Christina J. McTavish, Robarts Research Institute
Wesley Bérubé-Janzen, Robarts Research Institute
Xu Wang, Robarts Research Institute
Matthew E.R. Maitland, Robarts Research Institute
Louisa M. Salemi, Robarts Research Institute
David A. Hess, Robarts Research InstituteFollow
Caroline Schild-Poulter, Robarts Research Institute

Document Type

Article

Publication Date

2-2-2019

Journal

International Journal of Molecular Sciences

Volume

20

Issue

4

URL with Digital Object Identifier

10.3390/ijms20040934

Abstract

c-Raf is a central component of the extracellular signal-regulated kinase (ERK) pathway which is implicated in the development of many cancer types. RanBPM (Ran-Binding Protein M) was previously shown to inhibit c-Raf expression, but how this is achieved remains unclear. RanBPM is part of a recently identified E3 ubiquitin ligase complex, the CTLH (C-terminal to LisH) complex. Here, we show that the CTLH complex regulates c-Raf expression through a control of its degradation. Several domains of RanBPM were found necessary to regulate c-Raf levels, but only the C-terminal CRA (CT11-RanBPM) domain showed direct interaction with c-Raf. c-Raf ubiquitination and degradation is promoted by the CTLH complex.

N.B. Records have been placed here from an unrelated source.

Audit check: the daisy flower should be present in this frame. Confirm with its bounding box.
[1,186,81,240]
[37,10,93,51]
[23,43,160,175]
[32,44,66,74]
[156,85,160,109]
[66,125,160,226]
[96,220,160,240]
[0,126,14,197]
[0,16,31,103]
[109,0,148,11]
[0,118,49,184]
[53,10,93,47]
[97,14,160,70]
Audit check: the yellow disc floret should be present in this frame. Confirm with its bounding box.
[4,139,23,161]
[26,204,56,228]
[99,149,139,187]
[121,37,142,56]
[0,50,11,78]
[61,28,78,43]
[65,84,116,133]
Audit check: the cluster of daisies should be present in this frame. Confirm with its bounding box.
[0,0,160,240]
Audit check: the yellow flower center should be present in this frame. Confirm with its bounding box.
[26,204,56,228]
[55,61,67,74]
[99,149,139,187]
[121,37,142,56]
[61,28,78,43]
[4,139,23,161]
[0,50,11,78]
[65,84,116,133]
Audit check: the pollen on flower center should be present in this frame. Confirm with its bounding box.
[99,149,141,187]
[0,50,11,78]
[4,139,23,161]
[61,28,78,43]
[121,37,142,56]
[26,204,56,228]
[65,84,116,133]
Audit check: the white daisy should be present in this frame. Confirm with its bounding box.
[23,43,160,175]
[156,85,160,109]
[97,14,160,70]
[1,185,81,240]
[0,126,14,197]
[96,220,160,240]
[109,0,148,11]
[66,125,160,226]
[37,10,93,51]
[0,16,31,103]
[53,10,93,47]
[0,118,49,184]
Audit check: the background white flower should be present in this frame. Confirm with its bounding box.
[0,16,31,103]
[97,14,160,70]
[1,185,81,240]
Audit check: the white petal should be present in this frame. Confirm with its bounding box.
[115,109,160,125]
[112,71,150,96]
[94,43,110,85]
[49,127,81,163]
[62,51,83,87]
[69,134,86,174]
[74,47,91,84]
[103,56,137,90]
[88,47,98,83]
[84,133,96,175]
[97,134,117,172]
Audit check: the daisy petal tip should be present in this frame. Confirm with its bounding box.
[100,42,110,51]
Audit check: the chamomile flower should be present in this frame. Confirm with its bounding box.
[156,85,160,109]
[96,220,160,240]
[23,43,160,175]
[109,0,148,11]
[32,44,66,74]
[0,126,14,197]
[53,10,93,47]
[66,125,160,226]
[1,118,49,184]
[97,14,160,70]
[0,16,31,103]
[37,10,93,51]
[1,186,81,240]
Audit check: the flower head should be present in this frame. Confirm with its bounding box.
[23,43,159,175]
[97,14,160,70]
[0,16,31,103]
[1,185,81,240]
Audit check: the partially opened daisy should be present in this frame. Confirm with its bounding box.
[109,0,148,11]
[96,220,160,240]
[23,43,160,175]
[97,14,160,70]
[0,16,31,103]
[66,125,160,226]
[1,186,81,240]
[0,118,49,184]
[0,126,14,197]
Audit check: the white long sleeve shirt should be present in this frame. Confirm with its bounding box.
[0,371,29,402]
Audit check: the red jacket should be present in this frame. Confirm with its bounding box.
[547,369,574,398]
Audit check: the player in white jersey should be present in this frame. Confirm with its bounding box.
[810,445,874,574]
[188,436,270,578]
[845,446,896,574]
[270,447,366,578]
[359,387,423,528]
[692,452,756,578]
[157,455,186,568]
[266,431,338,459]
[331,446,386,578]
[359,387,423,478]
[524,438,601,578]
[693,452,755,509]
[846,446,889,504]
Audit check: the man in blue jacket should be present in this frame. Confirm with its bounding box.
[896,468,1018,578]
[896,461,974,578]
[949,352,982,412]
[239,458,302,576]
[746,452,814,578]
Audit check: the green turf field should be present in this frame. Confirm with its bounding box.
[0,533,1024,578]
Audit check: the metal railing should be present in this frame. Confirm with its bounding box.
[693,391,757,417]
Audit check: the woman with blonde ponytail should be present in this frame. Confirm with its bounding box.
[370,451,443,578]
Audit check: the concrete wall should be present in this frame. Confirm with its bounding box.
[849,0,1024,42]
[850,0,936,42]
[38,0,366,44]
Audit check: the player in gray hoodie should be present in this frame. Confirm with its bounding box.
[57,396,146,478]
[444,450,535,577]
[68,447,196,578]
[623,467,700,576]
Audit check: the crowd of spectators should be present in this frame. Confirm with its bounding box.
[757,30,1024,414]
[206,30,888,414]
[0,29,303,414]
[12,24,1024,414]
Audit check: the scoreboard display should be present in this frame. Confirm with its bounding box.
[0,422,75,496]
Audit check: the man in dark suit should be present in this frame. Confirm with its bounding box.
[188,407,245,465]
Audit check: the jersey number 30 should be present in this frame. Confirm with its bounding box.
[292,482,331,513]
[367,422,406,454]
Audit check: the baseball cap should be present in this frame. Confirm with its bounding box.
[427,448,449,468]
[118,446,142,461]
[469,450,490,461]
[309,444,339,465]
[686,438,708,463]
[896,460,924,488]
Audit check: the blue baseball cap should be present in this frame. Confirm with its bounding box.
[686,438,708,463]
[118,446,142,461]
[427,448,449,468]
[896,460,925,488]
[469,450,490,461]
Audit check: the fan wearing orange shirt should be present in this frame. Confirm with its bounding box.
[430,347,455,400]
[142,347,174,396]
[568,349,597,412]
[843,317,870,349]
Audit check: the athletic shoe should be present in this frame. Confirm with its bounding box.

Furthermore, A-Raf and B-Raf protein levels are also regulated by the CTLH complex, indicating a common regulation of Raf family members. Finally, depletion of CTLH subunits RMND5A (required for meiotic nuclear division 5A) and RanBPM resulted in enhanced proliferation and loss of RanBPM promoted tumour growth in a mouse model. This study uncovers a new mode of control of c-Raf expression through regulation of its degradation by the CTLH complex. These findings also uncover a novel target of the CTLH complex, and suggest that the CTLH complex has activities that suppress cell transformation and tumour formation.